The rats were fed ad libitum and therefore there was a possibility that a salt content influenced the food intake. It is apparent from the value of the 24 h urinary sodium output (14.6 mg/100 g/24 h and 10.4 mg/100 g/24 h in the group with 0.5% and 0.3%, resp.) that it corresponds approximately to the same amount of ingested food in both groups. In addition, body weights were not statistically different between the groups at the end of the experiment; therefore, we infer that the food intake was similar in the groups. In patients with the salt sensitive hypertension a change in dietary salt intake from 100 mEq Na+/24 h (6 g of salt) to 236 mEq Na+/24 h (14 g of salt) for two weeks was associated with a significant increases in protein excretion (from 74 to 138 mg/24 h) [28]. As for renal function, renal patients with creatinine clearance between 10 and 40 mL/min., kept on a low salt diet (100 mEq/24 h), showed an improvement in renal outcome over the 3-year period of observation when compared with a similar group on a higher dietary salt (>200 mEq of Na+/24 h).

We assessed the level of the renal parenchyma hypertrophy according to its wet weight at the end of the experiment.

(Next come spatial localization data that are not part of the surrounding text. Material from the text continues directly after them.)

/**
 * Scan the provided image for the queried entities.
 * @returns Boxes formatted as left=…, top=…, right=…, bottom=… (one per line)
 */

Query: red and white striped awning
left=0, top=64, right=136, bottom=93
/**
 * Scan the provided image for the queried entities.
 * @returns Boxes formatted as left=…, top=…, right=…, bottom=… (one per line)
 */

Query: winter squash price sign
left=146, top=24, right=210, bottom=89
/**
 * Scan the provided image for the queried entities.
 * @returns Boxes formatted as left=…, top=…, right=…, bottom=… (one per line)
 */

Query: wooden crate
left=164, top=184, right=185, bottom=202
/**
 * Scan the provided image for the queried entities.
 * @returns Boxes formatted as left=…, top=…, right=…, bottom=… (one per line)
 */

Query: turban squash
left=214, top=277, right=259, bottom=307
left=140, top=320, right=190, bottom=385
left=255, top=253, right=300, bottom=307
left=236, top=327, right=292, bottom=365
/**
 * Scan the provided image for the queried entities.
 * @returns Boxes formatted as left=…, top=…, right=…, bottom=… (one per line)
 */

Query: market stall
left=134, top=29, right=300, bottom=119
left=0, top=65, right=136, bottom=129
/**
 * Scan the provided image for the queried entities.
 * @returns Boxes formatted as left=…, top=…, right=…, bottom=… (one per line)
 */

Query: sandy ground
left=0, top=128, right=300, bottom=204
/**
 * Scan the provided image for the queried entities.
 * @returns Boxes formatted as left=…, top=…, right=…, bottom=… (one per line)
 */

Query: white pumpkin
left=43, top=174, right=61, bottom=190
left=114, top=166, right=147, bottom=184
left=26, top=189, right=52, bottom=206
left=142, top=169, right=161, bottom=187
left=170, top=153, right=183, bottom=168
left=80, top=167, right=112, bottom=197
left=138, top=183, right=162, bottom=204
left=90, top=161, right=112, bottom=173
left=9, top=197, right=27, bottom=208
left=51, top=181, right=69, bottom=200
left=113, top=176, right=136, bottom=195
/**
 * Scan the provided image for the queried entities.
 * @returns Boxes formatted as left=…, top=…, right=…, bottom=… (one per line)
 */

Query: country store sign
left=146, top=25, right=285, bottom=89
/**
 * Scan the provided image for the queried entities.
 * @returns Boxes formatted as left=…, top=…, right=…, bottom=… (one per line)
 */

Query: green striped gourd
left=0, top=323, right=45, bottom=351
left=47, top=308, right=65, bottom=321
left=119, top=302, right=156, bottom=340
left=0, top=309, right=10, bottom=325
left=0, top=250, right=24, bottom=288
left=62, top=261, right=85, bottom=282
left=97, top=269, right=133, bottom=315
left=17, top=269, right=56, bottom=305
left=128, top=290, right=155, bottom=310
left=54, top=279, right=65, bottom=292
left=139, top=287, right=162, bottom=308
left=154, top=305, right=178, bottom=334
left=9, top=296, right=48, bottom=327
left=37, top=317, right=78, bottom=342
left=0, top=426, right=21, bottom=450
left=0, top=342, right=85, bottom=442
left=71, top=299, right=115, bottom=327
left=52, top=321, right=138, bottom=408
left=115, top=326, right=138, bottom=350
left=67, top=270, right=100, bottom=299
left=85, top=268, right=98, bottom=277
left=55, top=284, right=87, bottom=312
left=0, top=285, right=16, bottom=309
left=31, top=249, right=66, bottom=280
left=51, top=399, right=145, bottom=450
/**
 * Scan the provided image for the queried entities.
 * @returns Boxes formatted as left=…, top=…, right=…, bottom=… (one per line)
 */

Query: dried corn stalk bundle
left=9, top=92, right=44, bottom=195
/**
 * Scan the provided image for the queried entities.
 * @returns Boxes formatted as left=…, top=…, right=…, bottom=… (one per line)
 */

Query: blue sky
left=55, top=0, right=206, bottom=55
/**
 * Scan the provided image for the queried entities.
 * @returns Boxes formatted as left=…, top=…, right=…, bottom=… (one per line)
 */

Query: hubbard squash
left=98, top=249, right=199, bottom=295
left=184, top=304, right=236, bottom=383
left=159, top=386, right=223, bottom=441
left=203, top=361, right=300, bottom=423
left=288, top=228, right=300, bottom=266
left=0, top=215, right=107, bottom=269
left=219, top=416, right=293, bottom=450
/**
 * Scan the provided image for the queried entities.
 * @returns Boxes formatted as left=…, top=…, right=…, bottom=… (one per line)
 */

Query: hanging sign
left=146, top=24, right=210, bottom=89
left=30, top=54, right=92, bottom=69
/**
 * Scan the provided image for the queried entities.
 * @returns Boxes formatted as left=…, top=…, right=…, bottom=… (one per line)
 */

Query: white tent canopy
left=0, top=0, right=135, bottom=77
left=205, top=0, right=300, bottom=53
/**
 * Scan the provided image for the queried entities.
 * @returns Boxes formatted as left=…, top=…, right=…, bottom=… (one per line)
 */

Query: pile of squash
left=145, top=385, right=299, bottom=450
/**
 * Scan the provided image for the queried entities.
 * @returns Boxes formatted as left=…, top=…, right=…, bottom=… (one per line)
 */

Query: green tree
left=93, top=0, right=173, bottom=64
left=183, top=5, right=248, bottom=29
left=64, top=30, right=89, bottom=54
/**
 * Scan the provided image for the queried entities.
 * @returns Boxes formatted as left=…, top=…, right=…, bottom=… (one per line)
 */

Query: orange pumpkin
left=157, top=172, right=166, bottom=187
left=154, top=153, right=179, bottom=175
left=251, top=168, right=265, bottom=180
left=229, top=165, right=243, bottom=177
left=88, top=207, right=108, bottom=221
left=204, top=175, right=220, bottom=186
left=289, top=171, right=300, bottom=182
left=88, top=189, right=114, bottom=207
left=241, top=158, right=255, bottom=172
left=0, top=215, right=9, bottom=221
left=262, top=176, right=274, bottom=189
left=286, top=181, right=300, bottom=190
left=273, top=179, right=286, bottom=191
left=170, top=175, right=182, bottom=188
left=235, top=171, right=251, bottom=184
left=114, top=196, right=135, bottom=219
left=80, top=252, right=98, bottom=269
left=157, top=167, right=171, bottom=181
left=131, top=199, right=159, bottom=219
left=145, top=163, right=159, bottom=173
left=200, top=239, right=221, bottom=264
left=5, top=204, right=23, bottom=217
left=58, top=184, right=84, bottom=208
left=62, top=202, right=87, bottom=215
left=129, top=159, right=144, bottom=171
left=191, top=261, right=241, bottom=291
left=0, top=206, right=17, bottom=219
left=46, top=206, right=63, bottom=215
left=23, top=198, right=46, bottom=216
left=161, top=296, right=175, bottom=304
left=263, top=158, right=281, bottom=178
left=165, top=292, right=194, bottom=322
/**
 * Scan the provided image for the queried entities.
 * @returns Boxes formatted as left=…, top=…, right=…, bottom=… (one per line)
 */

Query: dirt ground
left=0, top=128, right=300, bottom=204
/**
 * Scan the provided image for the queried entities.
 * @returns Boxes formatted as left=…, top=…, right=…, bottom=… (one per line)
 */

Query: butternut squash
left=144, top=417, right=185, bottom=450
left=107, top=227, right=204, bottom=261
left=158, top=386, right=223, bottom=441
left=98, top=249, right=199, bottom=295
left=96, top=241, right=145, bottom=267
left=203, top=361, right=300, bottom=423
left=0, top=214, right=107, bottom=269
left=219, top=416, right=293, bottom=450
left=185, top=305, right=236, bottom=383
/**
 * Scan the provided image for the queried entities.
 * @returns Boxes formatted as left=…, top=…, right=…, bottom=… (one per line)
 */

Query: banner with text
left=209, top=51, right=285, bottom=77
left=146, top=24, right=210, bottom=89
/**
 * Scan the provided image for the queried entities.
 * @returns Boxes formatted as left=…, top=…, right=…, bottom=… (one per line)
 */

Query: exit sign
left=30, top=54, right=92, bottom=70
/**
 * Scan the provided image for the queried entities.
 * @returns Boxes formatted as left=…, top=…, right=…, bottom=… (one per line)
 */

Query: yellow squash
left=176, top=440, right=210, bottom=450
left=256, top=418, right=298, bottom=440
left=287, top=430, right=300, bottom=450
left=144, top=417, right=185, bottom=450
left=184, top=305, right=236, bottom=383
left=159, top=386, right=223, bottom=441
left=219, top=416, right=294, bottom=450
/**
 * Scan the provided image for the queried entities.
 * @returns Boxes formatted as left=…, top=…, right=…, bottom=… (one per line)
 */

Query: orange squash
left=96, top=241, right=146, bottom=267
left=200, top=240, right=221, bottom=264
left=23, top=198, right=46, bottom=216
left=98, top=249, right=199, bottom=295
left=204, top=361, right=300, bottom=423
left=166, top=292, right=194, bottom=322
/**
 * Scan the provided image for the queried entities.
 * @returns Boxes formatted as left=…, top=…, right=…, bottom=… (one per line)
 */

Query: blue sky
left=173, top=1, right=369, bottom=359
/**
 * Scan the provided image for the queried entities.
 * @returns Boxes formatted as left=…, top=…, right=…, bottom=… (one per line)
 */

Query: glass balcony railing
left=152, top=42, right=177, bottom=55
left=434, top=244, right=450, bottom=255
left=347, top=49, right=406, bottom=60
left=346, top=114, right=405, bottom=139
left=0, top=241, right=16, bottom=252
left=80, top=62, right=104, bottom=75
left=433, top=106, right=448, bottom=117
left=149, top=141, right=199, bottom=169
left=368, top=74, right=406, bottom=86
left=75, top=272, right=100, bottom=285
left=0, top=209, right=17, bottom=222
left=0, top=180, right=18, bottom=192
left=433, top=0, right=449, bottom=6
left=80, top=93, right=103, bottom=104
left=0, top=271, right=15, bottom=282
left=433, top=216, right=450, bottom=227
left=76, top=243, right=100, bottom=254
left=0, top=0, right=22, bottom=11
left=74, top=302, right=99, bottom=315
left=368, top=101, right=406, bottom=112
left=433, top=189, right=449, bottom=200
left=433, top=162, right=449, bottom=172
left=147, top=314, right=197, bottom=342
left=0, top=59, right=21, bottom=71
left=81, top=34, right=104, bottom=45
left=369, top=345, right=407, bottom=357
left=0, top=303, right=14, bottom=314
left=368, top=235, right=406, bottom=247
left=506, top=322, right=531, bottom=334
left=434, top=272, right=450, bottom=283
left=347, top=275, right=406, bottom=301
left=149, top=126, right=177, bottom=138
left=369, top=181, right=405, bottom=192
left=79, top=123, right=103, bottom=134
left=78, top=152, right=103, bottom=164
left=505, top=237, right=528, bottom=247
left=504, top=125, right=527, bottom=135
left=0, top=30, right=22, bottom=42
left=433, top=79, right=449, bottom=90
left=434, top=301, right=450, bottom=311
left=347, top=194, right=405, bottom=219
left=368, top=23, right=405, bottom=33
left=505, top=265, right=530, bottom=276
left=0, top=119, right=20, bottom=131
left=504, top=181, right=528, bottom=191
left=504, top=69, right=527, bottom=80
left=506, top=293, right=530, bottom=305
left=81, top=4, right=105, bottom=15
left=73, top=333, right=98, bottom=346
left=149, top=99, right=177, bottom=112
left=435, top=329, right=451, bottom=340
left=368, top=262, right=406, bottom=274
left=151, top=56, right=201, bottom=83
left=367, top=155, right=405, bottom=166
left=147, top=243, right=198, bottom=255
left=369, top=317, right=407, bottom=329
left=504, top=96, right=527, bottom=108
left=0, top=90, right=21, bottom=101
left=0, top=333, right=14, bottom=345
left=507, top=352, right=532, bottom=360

It was consistently lower in rats with salt restriction (). While in the salt-restricted rats the weight of the remnant kidney parenchyma achieved 68% of the calculated weight of both autologous kidney, it was as much as 77% in the group with a conventional salt intake at the end of the experiment.

Significant difference in GIS between the two groups of rats in favour of those with low sodium intake can be partially ascribed to lower systemic blood pressure. However, direct and blood pressure independent effects of high salt intake were identified, like the upregulation of TGFβ in the kidneys and aortic endothelia, changes of cell secondary signalling pathways and NO formation [29].

Serum creatinine level was lower and creatinine clearance higher in the group fed diet with lower sodium content. We speculate that these findings mirror the larger preserved filtration area of the glomerular capillaries in rats with less advanced glomerular sclerosis and perhaps a higher number of preserved nephrons at the end of the experiment.

The normotensive inbred AVN strain of rats is susceptible to the development of ablation nephropathy, as proved by a proportionality of functional and morphologic impairments to the amount of removed renal parenchyma and the development of the ablation nephropathy ten weeks after 5/6 nephrectomy, as proved by our previous experiments [2]. The rapidity of development of these pathological changes is genetically determined [30].

Thus, a mild dietary salt reduction, in addition to salt free diet and ACEI administration, may provide an additional means which partially prevents the progression of the remnant kidney damage in rats with 5/6 nephrectomy.

Conflict of Interests

The authors declare that there is no conflict of interests regarding the publication of this paper.

Acknowledgments

This investigation was supported by the Grant IGA NT11081 from the Grant Agency of the Ministry of Health, Czech Republic, and by the Grant 00064203 of the Ministry of Health, RVO, Czech Republic.